Diğer taraftan davacı, mamografi filmlerinin düzgün okunup değerlendirilmemesinin, kanser hastası olduğunun erken tespit edilememesinin nedeni olduğunu ifade ederek dosya içerisindeki mamografi filmlerinin uzman radyolog hekimler tarafından değerlendirilmesi gerektiğini ifade etmiştir. Adli Tıp Kurumunca düzenlenen raporu hazırlayan heyetin içerisinde ise Radyoloji Uzmanı bulunmadığı açıktır. O halde, mahkemece yukarıda açıklanan hususlarla ilgili olarak inceleme yapılmak üzere, dosyanın tomar halinde üniversitelerden seçilecek konusunda uzman özellikle Radyoloji ve Genel Cerrahi Uzmanı bilirkişilere tevdi edilerek taraf, mahkeme ve Yargıtay denetimine açık, ayrıntılı ve gerekçeli rapor tanzim edilmesinin istenmesi, bundan sonra hasıl olacak sonuca göre bir karar verilmesi gerekirken, eksik inceleme ve araştırma sonucu yazılı şekilde hüküm tesis edilmesi usul ve yasaya aykırı olup, bozmayı gerektirir.

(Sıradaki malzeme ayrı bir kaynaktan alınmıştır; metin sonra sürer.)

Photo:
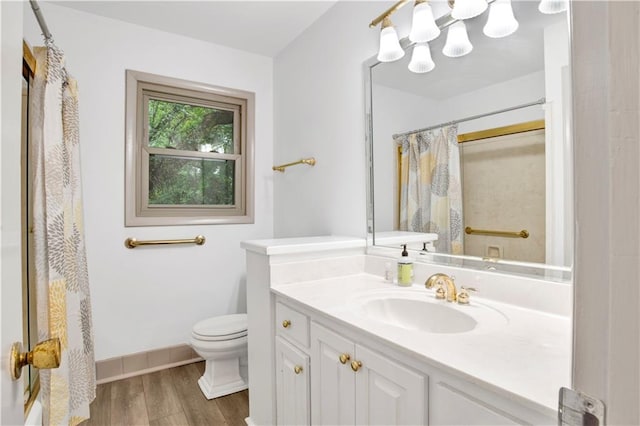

SONUÇ: Yukarıda açıklanan nedenlerle, temyiz olunan kararın temyiz eden davacı yararına (BOZULMASINA), peşin alınan 24.30 TL temyiz harcın istek halinde iadesine, HUMK’nun 440/1 maddesi uyarınca tebliğden itibaren 15 gün içerisinde karar düzeltme yolu açık olmak üzere, 4.6.2013 gününde oybirliğiyle karar verildi.